Alcur Fonder has previously set an asset size limit of SEK 2 billion for Alcur Select. “As the capital limit has now been reached, the company’s CEO has, in accordance with the Board’s instructions, decided to close the fund for new subscriptions from the turn of the year,” says a letter by Alcur Fonder’s CEO, Niclas Röken. “Anyone who wants to subscribe for units in the fund before it closes for new subscriptions can do so on the last day of October, November or December.”

Alcur Fonder manages two hedge funds with different risk-reward profiles. Alcur Fonder’s first hedge fund, Alcur, is a lower-risk long/short absolute return fund launched in early 2007. Alcur Select, meanwhile, was launched in May of 2018.  The young, long-biased long/short fund managed by Wilhelm Gruvberg (pictured) currently ranks as the fourth best-performing Nordic hedge fund in 2020 with a year-to-date return of 45 percent after taking the top spot last year. The fund generated a cumulative return of 130 percent in two and a half years since its launch.

However, Alcur Select may be reopened for new subscriptions if the size of the fund will not hamper its management efficiency. As previously explained by Gruvberg, around 70 percent of the fund’s exposure comes from small-caps in the Nordic region, with the fund also able to invest up to 20 percent in larger caps. The team running the fund seeks to capture some liquidity risk premia in smaller-caps. The recent decision to close the fund to new subscriptions, therefore, aims to reduce the likelihood of Alcur Select suffering from diminishing returns to scale.

Alcur Select is one of a handful of Nordic hedge funds that closed to new investments after reaching their optimal asset sizes.
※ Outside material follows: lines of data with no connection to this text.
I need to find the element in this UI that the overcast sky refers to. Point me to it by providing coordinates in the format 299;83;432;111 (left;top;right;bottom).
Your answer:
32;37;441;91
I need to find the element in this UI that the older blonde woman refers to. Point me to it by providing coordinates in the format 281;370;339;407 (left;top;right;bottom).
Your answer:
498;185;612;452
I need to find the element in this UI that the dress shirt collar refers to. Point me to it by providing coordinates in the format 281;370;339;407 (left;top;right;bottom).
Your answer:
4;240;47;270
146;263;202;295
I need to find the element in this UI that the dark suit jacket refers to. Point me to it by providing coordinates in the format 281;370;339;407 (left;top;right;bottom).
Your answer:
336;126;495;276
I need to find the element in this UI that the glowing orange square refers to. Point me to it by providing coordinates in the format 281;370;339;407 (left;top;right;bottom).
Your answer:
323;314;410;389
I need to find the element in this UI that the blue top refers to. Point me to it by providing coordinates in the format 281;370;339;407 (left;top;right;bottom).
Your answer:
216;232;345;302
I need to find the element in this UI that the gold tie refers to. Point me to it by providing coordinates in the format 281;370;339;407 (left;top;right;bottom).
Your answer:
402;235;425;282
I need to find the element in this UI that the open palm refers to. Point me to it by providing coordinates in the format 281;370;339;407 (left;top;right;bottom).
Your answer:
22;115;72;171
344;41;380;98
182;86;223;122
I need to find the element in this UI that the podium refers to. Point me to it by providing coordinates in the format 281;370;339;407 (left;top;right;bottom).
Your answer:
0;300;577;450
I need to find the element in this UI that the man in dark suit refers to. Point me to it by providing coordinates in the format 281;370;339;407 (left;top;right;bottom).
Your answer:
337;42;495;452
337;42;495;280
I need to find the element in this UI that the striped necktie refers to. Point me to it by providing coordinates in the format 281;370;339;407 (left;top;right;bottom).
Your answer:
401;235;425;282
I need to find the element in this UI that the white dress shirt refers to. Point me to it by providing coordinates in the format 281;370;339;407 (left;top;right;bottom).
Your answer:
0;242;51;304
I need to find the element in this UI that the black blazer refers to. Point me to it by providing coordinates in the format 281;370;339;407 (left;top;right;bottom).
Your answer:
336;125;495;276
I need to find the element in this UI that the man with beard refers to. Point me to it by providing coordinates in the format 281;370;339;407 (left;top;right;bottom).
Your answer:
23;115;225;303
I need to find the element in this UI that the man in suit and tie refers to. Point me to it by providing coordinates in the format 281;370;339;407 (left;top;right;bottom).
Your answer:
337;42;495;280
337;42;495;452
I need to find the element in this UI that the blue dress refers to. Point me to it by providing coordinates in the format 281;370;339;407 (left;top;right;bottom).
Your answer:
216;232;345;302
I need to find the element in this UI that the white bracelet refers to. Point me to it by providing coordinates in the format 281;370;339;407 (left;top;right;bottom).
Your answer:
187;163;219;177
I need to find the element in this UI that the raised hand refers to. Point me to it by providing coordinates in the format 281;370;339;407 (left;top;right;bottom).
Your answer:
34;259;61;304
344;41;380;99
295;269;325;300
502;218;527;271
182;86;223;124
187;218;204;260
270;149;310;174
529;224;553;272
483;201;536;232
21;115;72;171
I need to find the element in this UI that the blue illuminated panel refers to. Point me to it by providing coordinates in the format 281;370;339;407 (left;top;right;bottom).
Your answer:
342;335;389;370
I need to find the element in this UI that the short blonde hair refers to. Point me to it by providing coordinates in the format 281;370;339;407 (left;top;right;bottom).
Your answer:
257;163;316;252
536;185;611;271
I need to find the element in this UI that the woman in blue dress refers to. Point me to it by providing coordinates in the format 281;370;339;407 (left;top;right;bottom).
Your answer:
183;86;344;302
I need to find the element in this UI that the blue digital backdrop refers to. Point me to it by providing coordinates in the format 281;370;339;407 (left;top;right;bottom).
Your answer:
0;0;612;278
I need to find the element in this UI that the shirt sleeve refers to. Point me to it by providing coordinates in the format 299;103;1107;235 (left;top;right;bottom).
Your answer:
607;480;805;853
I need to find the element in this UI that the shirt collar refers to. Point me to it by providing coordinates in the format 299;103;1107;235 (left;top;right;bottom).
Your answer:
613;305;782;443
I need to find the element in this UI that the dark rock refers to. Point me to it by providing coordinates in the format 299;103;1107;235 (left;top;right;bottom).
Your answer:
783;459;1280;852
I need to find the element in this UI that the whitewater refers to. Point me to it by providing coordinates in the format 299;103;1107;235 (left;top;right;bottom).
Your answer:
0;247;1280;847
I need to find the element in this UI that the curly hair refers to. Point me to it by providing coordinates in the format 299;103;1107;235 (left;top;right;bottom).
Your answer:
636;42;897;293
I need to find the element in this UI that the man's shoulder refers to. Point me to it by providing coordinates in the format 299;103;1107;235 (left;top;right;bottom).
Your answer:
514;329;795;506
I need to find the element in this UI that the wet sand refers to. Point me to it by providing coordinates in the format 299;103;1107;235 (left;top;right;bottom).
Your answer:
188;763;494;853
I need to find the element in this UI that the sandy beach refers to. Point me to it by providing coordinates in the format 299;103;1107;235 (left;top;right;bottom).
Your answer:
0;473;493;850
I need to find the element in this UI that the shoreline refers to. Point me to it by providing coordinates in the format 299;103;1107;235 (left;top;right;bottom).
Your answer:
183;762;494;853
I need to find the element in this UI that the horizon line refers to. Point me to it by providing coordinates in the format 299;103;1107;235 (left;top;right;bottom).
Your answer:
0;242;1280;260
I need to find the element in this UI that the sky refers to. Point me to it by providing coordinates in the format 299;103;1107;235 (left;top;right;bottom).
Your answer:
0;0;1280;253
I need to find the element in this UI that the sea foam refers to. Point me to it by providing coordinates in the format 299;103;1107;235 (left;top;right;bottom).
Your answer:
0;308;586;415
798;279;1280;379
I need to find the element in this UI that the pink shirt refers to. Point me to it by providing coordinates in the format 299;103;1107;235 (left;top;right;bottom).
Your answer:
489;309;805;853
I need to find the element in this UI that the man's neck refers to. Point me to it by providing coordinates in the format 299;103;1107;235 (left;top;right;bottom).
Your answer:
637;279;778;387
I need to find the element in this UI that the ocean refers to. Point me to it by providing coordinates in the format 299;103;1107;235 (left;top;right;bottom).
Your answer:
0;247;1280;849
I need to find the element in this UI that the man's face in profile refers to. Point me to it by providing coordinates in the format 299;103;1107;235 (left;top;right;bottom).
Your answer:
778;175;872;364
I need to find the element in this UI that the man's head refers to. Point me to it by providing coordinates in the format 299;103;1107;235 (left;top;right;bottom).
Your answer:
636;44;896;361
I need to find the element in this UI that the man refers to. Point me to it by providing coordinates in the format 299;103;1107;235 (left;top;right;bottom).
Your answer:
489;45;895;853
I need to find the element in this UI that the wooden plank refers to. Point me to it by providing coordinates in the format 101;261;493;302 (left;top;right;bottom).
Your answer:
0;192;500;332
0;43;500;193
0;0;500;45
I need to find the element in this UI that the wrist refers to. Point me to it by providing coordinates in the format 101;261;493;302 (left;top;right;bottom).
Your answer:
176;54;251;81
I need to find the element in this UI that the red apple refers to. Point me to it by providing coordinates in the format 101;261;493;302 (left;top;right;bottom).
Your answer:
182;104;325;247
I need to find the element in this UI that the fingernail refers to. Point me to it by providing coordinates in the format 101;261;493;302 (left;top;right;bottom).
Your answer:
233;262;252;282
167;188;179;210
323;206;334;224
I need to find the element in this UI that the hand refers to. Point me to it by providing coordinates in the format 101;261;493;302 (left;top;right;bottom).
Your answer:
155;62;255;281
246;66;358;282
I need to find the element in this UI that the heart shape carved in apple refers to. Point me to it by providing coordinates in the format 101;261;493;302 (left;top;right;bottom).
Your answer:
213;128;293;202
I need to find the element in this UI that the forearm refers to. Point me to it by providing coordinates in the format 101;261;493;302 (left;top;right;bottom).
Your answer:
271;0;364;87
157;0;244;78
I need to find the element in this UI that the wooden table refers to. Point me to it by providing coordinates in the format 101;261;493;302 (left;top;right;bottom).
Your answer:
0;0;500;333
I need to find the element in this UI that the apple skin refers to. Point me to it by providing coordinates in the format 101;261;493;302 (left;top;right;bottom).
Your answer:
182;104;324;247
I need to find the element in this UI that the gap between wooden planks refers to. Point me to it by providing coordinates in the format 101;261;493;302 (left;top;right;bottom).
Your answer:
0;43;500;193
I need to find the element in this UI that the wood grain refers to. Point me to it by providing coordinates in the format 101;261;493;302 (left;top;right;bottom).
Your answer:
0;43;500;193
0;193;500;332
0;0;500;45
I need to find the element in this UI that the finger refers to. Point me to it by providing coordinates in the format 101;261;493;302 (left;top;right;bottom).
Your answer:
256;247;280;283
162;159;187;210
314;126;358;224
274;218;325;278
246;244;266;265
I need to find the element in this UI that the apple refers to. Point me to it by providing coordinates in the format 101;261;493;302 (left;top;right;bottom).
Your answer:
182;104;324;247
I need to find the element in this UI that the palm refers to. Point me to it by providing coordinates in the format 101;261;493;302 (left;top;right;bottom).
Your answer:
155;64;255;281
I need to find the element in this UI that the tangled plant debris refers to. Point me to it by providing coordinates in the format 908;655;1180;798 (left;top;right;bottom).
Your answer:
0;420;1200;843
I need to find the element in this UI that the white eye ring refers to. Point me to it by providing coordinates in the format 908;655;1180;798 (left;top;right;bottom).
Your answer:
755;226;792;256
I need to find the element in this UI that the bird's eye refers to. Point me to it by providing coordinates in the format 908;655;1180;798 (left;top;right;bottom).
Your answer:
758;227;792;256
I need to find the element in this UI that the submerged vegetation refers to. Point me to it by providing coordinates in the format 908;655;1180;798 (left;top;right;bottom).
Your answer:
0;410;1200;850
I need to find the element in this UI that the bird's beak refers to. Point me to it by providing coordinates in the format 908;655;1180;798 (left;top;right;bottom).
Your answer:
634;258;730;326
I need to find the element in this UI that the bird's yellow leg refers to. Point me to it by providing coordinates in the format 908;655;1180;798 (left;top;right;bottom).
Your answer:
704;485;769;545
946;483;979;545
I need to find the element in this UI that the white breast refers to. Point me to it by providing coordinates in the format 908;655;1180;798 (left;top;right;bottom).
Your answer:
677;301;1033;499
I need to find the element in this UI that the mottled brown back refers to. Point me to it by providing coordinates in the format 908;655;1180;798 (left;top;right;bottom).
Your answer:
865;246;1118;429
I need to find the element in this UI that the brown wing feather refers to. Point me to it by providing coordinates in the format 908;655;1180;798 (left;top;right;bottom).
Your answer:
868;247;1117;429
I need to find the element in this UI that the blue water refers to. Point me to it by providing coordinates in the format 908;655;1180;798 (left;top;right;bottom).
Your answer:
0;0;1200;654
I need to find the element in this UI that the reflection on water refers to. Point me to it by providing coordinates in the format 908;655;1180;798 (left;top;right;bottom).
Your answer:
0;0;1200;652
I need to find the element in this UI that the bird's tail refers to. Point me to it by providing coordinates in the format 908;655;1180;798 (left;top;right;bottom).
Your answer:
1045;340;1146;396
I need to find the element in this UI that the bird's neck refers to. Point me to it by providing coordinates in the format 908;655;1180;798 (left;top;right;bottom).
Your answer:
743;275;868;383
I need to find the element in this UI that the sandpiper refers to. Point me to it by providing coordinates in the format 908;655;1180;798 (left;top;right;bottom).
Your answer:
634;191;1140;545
Just recently, fixed-income relative value fund Frost was closed to new investors after reaching a total of SEK 4.3 billion in assets under management following a round of subscriptions that raised an additional SEK 1.5 billion. Formue Nord Fokus, a niche hedge fund offering debt and other financing solutions to smaller companies in the Nordics, was also closed to new investors in September as its assets under management increased fivefold after hitting a fundraising cap of DKK 200 million during a round of subscriptions in August.